News broke on Thursday that Palm’s WebOS phones are not selling terribly well. The Pre Plus and Pixi Plus on Verizon haven’t been enough to save Palm from issuing a warning that their upcoming earnings may not be sunshine and rainbows. Worse, there are indications that orders of their phones are slowing, indicating demand simply isn’t there. The big question now is, did Palm know this when they claimed production was shut down for Chinese New Year? If they did, and Chinese New Year was just a convenient excuse, there are quite a few people angry at Palm for that bit of obfuscation. And it may end up being more than just a white lie…
CNBC has some interesting commentary on the controversy; their take is that Palm has destroyed the trust that consumers and financial analysts put in them to TELL THE TRUTH. Palm is a major underdog, and people have been justifying supporting and sticking with them. But rather than reward their supporters, Palm may have lied through their teeth, and that’s not any easy thing to forgive.
From the CNBC article:
If the company knew three weeks ago that Verizon and Sprint were stopping orders, why not just announce it then?
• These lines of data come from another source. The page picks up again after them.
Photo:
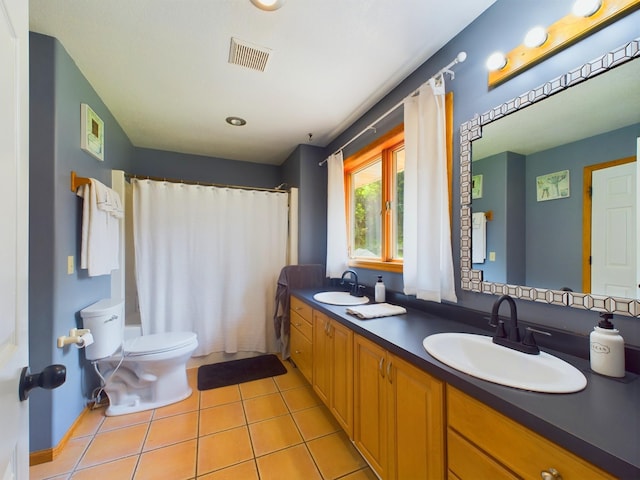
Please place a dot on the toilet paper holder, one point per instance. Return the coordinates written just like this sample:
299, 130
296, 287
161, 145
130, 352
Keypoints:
75, 337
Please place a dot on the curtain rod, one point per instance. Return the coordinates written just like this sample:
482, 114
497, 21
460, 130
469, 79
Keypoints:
205, 184
461, 57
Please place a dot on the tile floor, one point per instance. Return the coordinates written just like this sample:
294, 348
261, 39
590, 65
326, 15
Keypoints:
275, 428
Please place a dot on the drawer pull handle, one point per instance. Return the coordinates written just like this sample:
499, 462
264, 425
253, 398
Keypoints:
550, 474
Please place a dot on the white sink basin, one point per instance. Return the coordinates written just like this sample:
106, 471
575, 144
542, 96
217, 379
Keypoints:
478, 356
339, 298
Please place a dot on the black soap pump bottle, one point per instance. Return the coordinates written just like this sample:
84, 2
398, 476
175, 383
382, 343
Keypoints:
380, 290
606, 348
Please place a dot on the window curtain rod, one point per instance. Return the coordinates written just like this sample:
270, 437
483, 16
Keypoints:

Why dribble the news out, and attribute a manufacturing stoppage to the Chinese New Year, which would ultimately not pass the smell test since the work holiday typically only lasts a week and Palm’s manufacturing has been suspended for the entire month?I put these questions to Palm spokesperson Lynn Fox earlier today. She says, “We ramped up production, just before the Chinese New Year and in preparation for Verizon and intend to start the line back up at the end of February, and that would have been the same even if we didn’t pre-announce.”
That might be the case, but the analysts I’m talking to are furious.
Management has a serious credibility issue, I’m told, and this only makes it substantially worse. Another told me that Palm’s attempts to throw investors off the scent of an order slowdown by its major customers by connecting a manufacturing stoppage to the Chinese New Year isn’t nearly as forthcoming as the company ought to be. (He had more colorful language to share, but that’s what he meant.)
Even worse, the Wall Street Journal uncovered an internal memo from CEO Jon Rubenstein, indicating Palm had a pretty good grasp on the slower Verizon sales. Overall, the week’s news have been very unpleasant for Palm. This is a big problem for a company with tiny market share. Their best features (like Synergy) are being worked into Android, their phones aren’t selling, and worst of all, they aren’t giving a clear read on how bad the situation is. Then again, this is the same Palm who paid for a to Palm OS, and then abandoned it in favor of WebOS, with only a 3rd party “Classics” app to bridge the gap.
Palm needs to convince three groups that they still matter: consumers, developers, and analysts. Consumers will come to the platform when there’s a reason to whoo them from Android. Developers will come when there’s an audience, so Palm needs to connect those two together somehow. They also need to hang onto the developers already working on WebOS; it’s a bad sign when Classics, the flagship app, is actively being requested for other platforms. And finally, Palm needs to prove they are being HONEST with analysts and investors. Like a kid who hid their bad math grade until the report card was mailed home, Palm pretended things weren’t as bad as they are. They need to face the truth, and fast…or there won’t be anyone left cheerleading for them.